Sally, weary herself, screwed up her courage and shouted, “Excuse me!” She reached out—even to her own eye her movements had grown weird, as if weirdly weighted—and pressed a finger into the woman’s shoulder. The flesh beneath her coat seemed barely to give. Her wide thighs, straining against her dark skirt, twitched a bit, but continued to block the way. The man on the aisle said, “Madam,” once more.
Struggling to keep her balance in the aisle, Sally looked at her empty seat on the other side of this fleshy obstacle. She had never in her life so desired a single destination. She wanted only to curl into it, turn her face to the cool window. She wanted only to be left alone. Suddenly, in a kind of desperation, she reached down and slid the shopping bags off the woman’s feet and into the aisle. One of them toppled, an orange and a gold compact and a bit of bright silk, a scarf or a slip or a nightgown, spilling from the top, causing, at last, the woman to stir. She reached out her spiked hands in the startled way of sleepers, and in an instant of fear and rage, Sally swung her fist into the woman’s palm, made contact with it, and then swung again, striking this time the inside of her fat wrist, touching the bone beneath the ringed flesh. And then, it seemed all the same, continuous motion, although in truth it was choppy and abrupt, like pounding laundry, she swung again—the woman tried but failed to raise her elbow in defense. Sally felt the hard surface of the woman’s dry teeth against her knuckles, felt, too, the tacky lipstick and the humid breath.
“Keep your damn hands to yourself,” Sally said, stepping over the woman’s feet, kicking the greasy bags with her heel. “Stay away from me.”
She cleared the woman’s lap and drove herself into the seat, her heart pounding.
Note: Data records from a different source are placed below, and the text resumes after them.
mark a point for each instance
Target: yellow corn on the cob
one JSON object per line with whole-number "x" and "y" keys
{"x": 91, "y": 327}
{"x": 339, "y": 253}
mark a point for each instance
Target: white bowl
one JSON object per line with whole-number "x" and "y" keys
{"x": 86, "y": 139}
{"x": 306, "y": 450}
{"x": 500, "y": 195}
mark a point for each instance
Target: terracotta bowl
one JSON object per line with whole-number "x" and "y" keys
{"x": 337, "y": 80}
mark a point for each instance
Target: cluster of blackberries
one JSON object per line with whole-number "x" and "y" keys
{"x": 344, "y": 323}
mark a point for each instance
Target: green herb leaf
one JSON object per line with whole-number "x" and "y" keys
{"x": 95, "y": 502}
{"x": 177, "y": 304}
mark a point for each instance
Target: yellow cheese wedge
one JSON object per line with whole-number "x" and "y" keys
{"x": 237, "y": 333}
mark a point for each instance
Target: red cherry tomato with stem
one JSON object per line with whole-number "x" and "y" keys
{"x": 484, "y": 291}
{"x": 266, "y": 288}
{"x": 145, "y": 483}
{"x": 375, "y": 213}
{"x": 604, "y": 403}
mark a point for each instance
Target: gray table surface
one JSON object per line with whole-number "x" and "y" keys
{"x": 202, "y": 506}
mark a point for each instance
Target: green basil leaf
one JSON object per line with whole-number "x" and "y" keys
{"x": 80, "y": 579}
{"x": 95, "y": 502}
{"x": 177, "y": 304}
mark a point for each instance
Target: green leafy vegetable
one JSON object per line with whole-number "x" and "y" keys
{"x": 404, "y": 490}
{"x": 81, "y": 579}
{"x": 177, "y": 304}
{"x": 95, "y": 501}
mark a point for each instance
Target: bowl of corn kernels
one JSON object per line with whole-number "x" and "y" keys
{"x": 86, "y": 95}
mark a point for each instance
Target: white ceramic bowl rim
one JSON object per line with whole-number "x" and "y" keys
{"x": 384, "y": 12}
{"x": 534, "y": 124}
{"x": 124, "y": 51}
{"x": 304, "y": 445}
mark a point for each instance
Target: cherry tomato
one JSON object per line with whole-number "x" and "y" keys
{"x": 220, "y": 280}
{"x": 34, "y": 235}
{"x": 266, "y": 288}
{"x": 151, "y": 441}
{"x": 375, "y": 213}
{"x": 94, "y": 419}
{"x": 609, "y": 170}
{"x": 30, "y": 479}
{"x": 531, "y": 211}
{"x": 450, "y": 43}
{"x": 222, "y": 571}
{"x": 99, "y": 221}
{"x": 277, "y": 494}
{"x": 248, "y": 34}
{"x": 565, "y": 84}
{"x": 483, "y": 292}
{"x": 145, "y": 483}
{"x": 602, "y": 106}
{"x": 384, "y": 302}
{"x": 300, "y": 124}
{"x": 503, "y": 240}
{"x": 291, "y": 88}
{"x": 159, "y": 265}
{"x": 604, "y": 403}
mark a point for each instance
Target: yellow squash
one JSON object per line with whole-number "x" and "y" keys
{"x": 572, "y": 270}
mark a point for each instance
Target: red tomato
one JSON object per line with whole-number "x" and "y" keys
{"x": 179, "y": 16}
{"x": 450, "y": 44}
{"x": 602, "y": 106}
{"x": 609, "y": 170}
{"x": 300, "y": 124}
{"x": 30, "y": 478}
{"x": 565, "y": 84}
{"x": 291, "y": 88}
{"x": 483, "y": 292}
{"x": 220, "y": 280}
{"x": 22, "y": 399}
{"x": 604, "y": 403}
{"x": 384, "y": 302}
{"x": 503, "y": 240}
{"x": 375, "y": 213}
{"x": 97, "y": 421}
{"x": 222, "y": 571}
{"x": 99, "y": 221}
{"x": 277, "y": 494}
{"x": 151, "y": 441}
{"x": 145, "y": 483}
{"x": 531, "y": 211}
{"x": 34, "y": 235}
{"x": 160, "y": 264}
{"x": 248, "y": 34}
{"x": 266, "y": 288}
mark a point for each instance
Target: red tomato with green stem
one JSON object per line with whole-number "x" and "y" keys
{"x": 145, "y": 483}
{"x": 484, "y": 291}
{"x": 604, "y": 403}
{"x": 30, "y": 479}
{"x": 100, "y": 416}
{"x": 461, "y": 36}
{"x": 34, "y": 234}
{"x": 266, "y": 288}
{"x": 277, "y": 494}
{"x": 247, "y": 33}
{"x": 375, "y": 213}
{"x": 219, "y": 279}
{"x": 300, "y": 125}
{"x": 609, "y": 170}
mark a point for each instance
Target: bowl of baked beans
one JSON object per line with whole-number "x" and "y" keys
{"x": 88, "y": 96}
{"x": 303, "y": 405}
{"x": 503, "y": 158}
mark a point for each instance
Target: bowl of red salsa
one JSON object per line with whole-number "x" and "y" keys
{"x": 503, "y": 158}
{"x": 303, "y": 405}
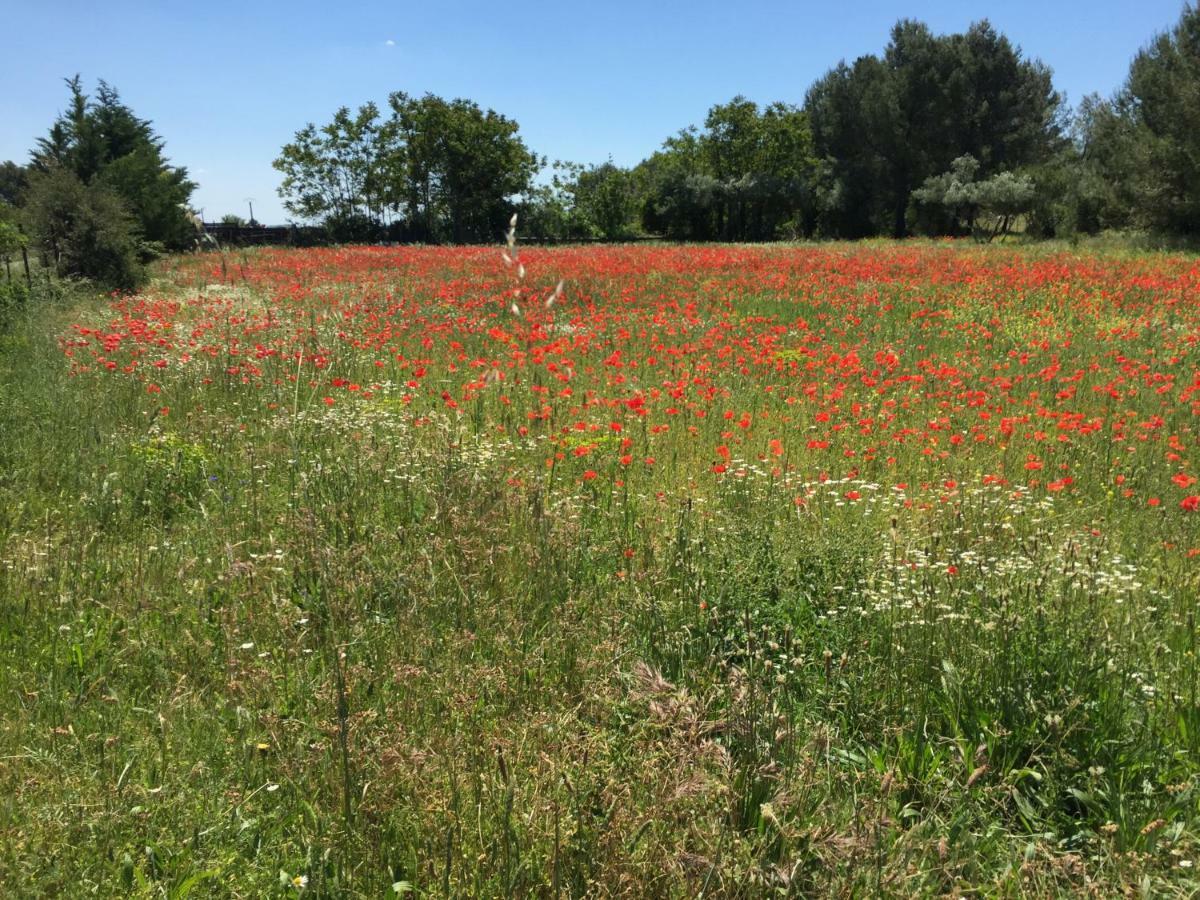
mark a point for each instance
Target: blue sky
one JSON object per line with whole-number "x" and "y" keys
{"x": 227, "y": 84}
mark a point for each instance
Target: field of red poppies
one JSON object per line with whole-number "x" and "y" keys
{"x": 633, "y": 570}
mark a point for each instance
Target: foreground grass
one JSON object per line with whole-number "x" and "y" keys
{"x": 256, "y": 646}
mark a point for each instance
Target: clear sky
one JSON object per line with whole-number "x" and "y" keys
{"x": 227, "y": 84}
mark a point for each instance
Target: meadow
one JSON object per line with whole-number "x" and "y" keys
{"x": 856, "y": 570}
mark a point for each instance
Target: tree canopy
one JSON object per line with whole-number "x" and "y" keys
{"x": 101, "y": 141}
{"x": 886, "y": 124}
{"x": 435, "y": 169}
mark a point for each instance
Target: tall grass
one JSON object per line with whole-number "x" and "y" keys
{"x": 257, "y": 645}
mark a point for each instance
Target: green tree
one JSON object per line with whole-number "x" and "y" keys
{"x": 445, "y": 171}
{"x": 337, "y": 174}
{"x": 988, "y": 208}
{"x": 13, "y": 183}
{"x": 85, "y": 228}
{"x": 1145, "y": 143}
{"x": 456, "y": 168}
{"x": 883, "y": 125}
{"x": 605, "y": 202}
{"x": 748, "y": 175}
{"x": 101, "y": 141}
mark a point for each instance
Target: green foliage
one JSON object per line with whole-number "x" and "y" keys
{"x": 605, "y": 202}
{"x": 745, "y": 177}
{"x": 85, "y": 228}
{"x": 13, "y": 183}
{"x": 336, "y": 173}
{"x": 1145, "y": 143}
{"x": 445, "y": 171}
{"x": 101, "y": 141}
{"x": 985, "y": 208}
{"x": 885, "y": 125}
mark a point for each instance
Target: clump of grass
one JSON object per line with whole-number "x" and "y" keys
{"x": 343, "y": 613}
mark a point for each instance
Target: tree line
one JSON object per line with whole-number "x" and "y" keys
{"x": 940, "y": 135}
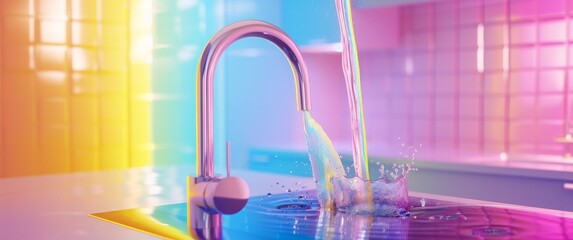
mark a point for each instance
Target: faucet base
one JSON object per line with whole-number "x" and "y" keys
{"x": 201, "y": 223}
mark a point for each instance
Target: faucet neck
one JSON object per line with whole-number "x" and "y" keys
{"x": 205, "y": 80}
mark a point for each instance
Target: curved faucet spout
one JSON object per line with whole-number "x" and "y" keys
{"x": 206, "y": 72}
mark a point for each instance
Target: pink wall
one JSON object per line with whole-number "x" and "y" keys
{"x": 479, "y": 75}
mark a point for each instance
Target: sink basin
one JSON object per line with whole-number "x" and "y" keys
{"x": 298, "y": 215}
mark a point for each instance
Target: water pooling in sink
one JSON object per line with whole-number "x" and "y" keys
{"x": 297, "y": 215}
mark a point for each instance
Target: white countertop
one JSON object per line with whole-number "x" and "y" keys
{"x": 57, "y": 206}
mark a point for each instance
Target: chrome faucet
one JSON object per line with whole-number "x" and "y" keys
{"x": 209, "y": 196}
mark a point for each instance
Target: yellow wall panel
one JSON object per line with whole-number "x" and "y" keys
{"x": 20, "y": 151}
{"x": 53, "y": 111}
{"x": 113, "y": 110}
{"x": 114, "y": 35}
{"x": 16, "y": 30}
{"x": 84, "y": 33}
{"x": 84, "y": 59}
{"x": 74, "y": 84}
{"x": 114, "y": 157}
{"x": 49, "y": 57}
{"x": 19, "y": 124}
{"x": 83, "y": 9}
{"x": 17, "y": 57}
{"x": 113, "y": 60}
{"x": 52, "y": 83}
{"x": 85, "y": 159}
{"x": 84, "y": 110}
{"x": 114, "y": 10}
{"x": 52, "y": 31}
{"x": 113, "y": 83}
{"x": 15, "y": 7}
{"x": 85, "y": 84}
{"x": 55, "y": 9}
{"x": 54, "y": 154}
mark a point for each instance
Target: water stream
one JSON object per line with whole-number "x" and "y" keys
{"x": 386, "y": 196}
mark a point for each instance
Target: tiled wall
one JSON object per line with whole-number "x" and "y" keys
{"x": 479, "y": 75}
{"x": 75, "y": 88}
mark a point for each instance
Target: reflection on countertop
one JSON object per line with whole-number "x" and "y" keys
{"x": 57, "y": 206}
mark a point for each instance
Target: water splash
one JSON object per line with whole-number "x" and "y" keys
{"x": 383, "y": 197}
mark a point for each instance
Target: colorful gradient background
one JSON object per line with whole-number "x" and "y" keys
{"x": 88, "y": 85}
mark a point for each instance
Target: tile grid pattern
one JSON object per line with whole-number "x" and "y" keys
{"x": 484, "y": 75}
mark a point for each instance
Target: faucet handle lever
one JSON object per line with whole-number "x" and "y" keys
{"x": 228, "y": 158}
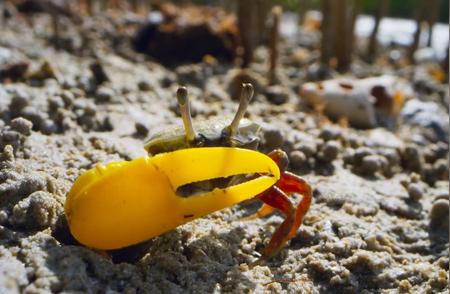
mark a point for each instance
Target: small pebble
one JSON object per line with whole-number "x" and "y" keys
{"x": 415, "y": 191}
{"x": 22, "y": 126}
{"x": 308, "y": 148}
{"x": 360, "y": 153}
{"x": 330, "y": 133}
{"x": 68, "y": 97}
{"x": 371, "y": 164}
{"x": 330, "y": 151}
{"x": 412, "y": 159}
{"x": 141, "y": 129}
{"x": 276, "y": 95}
{"x": 144, "y": 86}
{"x": 348, "y": 155}
{"x": 55, "y": 102}
{"x": 441, "y": 169}
{"x": 297, "y": 159}
{"x": 439, "y": 215}
{"x": 104, "y": 94}
{"x": 273, "y": 138}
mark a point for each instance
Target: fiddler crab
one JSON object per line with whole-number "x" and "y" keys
{"x": 189, "y": 173}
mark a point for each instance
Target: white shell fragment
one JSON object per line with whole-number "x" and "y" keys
{"x": 365, "y": 103}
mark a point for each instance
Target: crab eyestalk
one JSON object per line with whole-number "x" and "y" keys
{"x": 273, "y": 45}
{"x": 246, "y": 96}
{"x": 185, "y": 109}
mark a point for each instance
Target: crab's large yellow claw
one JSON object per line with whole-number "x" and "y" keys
{"x": 124, "y": 203}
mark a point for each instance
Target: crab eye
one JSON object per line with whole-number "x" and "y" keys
{"x": 185, "y": 109}
{"x": 246, "y": 96}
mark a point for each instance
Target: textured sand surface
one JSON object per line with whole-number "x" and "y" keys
{"x": 378, "y": 222}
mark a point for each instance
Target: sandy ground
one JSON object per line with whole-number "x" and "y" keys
{"x": 378, "y": 222}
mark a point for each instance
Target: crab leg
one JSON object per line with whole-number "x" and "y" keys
{"x": 290, "y": 183}
{"x": 277, "y": 199}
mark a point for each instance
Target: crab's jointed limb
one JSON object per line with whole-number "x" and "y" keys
{"x": 276, "y": 197}
{"x": 127, "y": 202}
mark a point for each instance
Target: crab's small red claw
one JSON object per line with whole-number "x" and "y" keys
{"x": 276, "y": 197}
Turned her face to the window.
There was an astonished pause, and then the woman shouted, “Mercy!” Panting more forcefully. Or not panting now, but sobbing. Sally glanced briefly over her shoulder. The woman, her awful fingers pressed delicately against her mouth, was now leaning out into the aisle to retrieve the bag. The man across the way had bent down to help her, and the little bald boy appeared, handing her the escaped orange and the thick gold compact. An act of betrayal on both their parts, Sally thought. “Thank you, sweetheart,” she heard the woman say as she wept. “Thank you, kind sir.” She told them, “You’d think butter wouldn’t melt in her mouth.”
Sally turned her face to the window. Once again, she felt the woman’s breath on her neck. “A fine Sister you’ll make,” she hissed.
Sally raised her shoulder against the sound, against the woman’s breath. She was now the one who was panting. Her anger a clenched fist in her chest. And yet there was pride, too. She had, after all, spoken up.
“You’re a devil,” the woman said into her ear. Without turning to face her, Sally bared her teeth at her own reflection and whispered, “You are.”